ARAMAIC WATCH: Aramaic (Syriac) made a good showing at the recent Fez World Musical Festival in Morocco. From the BBC:
A performance by Lebanese singer Ghada Shubeir, was one to remember.

Accompanied by the Qanoon, an Arabic string instrument, she chanted Christian hymns in Syriac (a liturgical language used in some Middle Eastern churches which is related to Aramaic, the language spoken by Jesus Christ).

The performance was incredibly crisp, and its spiritual roots stretched back hundreds of years.

Ms Shubeir said after the concert it was the first time she had been invited to perform in a Muslim country.
And from the Guardian:
These [cross-cultural] connections were even more movingly expressed by Ghada Shbeir, a Maronite from Beirut who gave a recital of ancient Christian songs, accompanied by qanun under the giant oak. Her voice at first sounded Arabic, with inflections typical of the region, but it was possible to detect the signature intervals of early European music. Many songs were in Aramaic, the pre-Hebrew language of Palestine spoken by Jesus.
Nitpicks: Syriac is not "related to" Aramaic; it is an Aramaic dialect. And Aramaic is not pre-Hebrew; it developed more or less contemporaneously with Hebrew. But the point is that the music was good.
IRAQI JEWISH ARCHIVE UPDATE?
Rare Iraqi Jewish books 'surface in Israel'

Fri Jun 27, 9:29 AM ET

JERUSALEM (AFP) - Some 300 rare and valuable books confiscated from Iraq's Jewish community by Saddam Hussein's regime have been secretly spirited into Israel, an Israeli newspaper reported on Friday.

The books include a 1487 commentary on the biblical Book of Job and another volume of biblical prophets printed in Venice in 1617, the Haaretz daily said.

[...]

"We bought them from thieves," Mordechai Ben-Porat, an Iraqi-born Jew and the founder of Jerusalem's Babylonian Jewry Heritage centre told the newspaper, adding that the foundation paid some 25,000 dollars (16,000 euros).

In the beginning, Ben-Porat sent an emissary to Baghdad who shipped the books directly to Israel, but once the Americans caught wind of his activities they forbade further shipments, forcing him to smuggle the rest, he said.

[...]
The article says that these items are part of the Iraqi Jewish archive, the rest of which is now awaiting restoration at the Library of Congress (background here). Jeff Spurr has some useful comments on the Iraq Crisis list. He is skeptical of the claimed provenance for this new find.

UPDATE (4 July): More here.
THE SCROLLS THAT GOT AWAY:
Exhibit tells story of scrolls Duke let go

Yonat Shimron, Staff Writer (News and Observer)

In 1950, Duke University was offered a chance to buy a portion of what is now considered the most important archaeological discovery of the 20th century.
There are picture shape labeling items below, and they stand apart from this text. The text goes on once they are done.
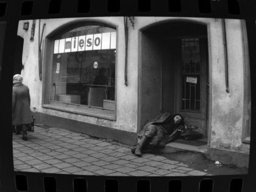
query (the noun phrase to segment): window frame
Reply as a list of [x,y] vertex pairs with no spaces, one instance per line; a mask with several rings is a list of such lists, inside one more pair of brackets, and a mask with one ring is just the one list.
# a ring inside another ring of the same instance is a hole
[[[115,57],[115,108],[107,109],[99,107],[89,106],[76,104],[67,104],[58,101],[54,101],[51,99],[51,85],[52,84],[52,71],[53,65],[54,57],[54,39],[60,34],[63,34],[68,31],[76,29],[77,27],[96,25],[102,27],[112,28],[115,30],[116,33],[116,57]],[[76,23],[64,24],[54,30],[45,37],[45,46],[44,49],[44,54],[43,56],[43,95],[42,95],[42,107],[52,110],[55,110],[61,112],[65,112],[74,114],[78,114],[84,116],[92,116],[105,119],[112,121],[116,121],[116,85],[117,85],[117,60],[118,60],[118,26],[113,24],[101,23],[95,21],[78,21]],[[64,107],[65,106],[65,107]],[[111,114],[111,115],[110,115]]]

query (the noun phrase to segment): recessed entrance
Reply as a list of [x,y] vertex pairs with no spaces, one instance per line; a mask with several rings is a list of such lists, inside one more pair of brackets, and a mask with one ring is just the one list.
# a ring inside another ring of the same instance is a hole
[[172,21],[141,32],[140,127],[160,113],[180,113],[208,135],[205,25]]

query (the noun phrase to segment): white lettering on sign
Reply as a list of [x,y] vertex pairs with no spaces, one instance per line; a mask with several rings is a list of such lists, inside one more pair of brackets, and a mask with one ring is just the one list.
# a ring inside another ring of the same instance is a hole
[[85,51],[93,50],[93,35],[86,35]]
[[72,38],[67,38],[65,41],[65,52],[71,51]]
[[194,77],[187,77],[186,82],[188,83],[196,84],[197,83],[197,78]]
[[101,49],[101,35],[102,34],[93,35],[93,50]]
[[73,37],[54,41],[54,54],[90,50],[115,49],[116,32]]
[[78,48],[78,37],[72,37],[71,52],[77,51],[77,48]]
[[65,38],[60,40],[60,43],[59,44],[59,53],[64,52],[65,41]]
[[85,35],[79,36],[78,38],[78,51],[85,51]]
The university turned it down.

Now, the Dead Sea Scrolls are in the possession of the Israel Antiquities Authority and routinely travel to museums worldwide, drawing thousands of visitors who pay upward of $20 to view them.

An exhibit of the scrolls opens today at the N.C. Museum of Natural Sciences in Raleigh, showcasing the historic artifacts Duke once passed up.

[...]

Friday, June 27, 2008

LECTIO DIFFICILIOR, the European Electronic Journal for Feminist Exegesis, has published a first issue with some interesting looking articles in English and German.

(Via the Agade list.)
RUMORS of the demise of ancient Greek are exaggerated. And Latin borders on becoming a status symbol.

Thursday, June 26, 2008

CONGRATULATIONS TO ED COOK, who is taking up an an academic post in Semitics at the Catholic University of America. And congratulations to the Catholic University as well; they've made a great appointment. I hope this means that we will be hearing more rather than less from Ed at Ralph the Sacred River.
SOME DEAD SEA SCROLLS are coming to the Museum of Natural Science in Raleigh, North Carolina:
"Many of these pieces have never been on public display before, and a lot of the artifacts have not left Israel before," said Dr. Risa Levitt Kohn, associate professor of Hebrew Bible and Judaism at San Diego State University's religious studies department, director of the Jewish Studies Program and a consultant to the science museum.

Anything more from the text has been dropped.